PostgreSQL CDC Tutorial
This tutorial walks you through setting up Varpulis with PostgreSQL Change Data Capture (CDC) for real-time database change streaming. You'll learn to configure logical replication, create CDC pipelines, filter by operation type, handle updates with old/new fields, and process changes from multiple tables.
Prerequisites
- PostgreSQL 10+ with
wal_level=logical(we'll configure this below) - Varpulis built with the
cdcfeature (cargo build --release --features cdc) - Basic VPL knowledge (see Getting Started)

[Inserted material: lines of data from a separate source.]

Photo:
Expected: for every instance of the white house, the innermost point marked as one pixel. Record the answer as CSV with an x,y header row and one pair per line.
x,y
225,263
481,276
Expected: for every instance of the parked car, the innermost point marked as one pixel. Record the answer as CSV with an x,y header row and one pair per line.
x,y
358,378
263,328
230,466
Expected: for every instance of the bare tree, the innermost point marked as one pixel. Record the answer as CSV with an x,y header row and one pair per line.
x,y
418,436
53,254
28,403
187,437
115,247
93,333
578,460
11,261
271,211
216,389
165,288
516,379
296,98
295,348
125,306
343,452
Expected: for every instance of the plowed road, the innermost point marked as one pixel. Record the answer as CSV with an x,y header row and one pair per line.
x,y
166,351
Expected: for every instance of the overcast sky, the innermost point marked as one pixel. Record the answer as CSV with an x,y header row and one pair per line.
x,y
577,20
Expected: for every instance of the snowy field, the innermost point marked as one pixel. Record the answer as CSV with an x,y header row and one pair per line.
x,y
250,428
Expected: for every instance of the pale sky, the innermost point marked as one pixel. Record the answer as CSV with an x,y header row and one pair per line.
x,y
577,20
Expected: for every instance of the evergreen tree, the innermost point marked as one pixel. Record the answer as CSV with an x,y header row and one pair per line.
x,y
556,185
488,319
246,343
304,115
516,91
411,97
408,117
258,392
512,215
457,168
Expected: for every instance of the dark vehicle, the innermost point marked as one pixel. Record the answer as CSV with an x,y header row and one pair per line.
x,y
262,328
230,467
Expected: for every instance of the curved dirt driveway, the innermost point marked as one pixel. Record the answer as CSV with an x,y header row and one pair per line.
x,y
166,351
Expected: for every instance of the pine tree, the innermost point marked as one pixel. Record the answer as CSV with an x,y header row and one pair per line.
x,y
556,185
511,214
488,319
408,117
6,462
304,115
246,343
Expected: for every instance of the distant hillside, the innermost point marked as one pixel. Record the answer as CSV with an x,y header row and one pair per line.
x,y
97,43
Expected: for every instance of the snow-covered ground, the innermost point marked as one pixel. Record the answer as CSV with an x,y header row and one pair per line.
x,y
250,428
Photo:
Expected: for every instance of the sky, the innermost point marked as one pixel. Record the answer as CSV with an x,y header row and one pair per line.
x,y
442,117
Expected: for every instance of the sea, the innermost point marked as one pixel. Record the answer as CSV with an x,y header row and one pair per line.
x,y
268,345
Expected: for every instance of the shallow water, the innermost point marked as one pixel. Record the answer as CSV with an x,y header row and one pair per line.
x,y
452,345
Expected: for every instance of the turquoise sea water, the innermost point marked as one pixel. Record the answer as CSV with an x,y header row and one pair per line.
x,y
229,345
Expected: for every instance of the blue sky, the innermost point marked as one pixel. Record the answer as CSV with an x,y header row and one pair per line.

Part 1: Setting Up PostgreSQL for CDC
Enable Logical Replication
PostgreSQL logical replication requires wal_level=logical. Edit postgresql.conf:
wal_level = logical
max_replication_slots = 4
max_wal_senders = 4Or start PostgreSQL with Docker (recommended for testing):
docker run -d --name varpulis-pg \
-e POSTGRES_USER=varpulis \
-e POSTGRES_PASSWORD=secret \
-e POSTGRES_DB=myapp \
-p 5432:5432 \
postgres:16-alpine \
-c wal_level=logical \
-c max_replication_slots=4 \
-c max_wal_senders=4Verify logical replication is enabled:
docker exec varpulis-pg psql -U varpulis -d myapp -c "SHOW wal_level;"
# wal_level
# -----------
# logicalCreate Tables and Publication
-- Create tables
CREATE TABLE orders (
id SERIAL PRIMARY KEY,
customer TEXT NOT NULL,
amount NUMERIC(10,2) NOT NULL,
status TEXT DEFAULT 'pending'
);
CREATE TABLE products (
id SERIAL PRIMARY KEY,
name TEXT NOT NULL,
price NUMERIC(10,2) NOT NULL,
stock INTEGER DEFAULT 0
);
-- Create a publication for CDC
CREATE PUBLICATION varpulis_pub FOR TABLE orders, products;The publication tells PostgreSQL which tables to include in the CDC stream.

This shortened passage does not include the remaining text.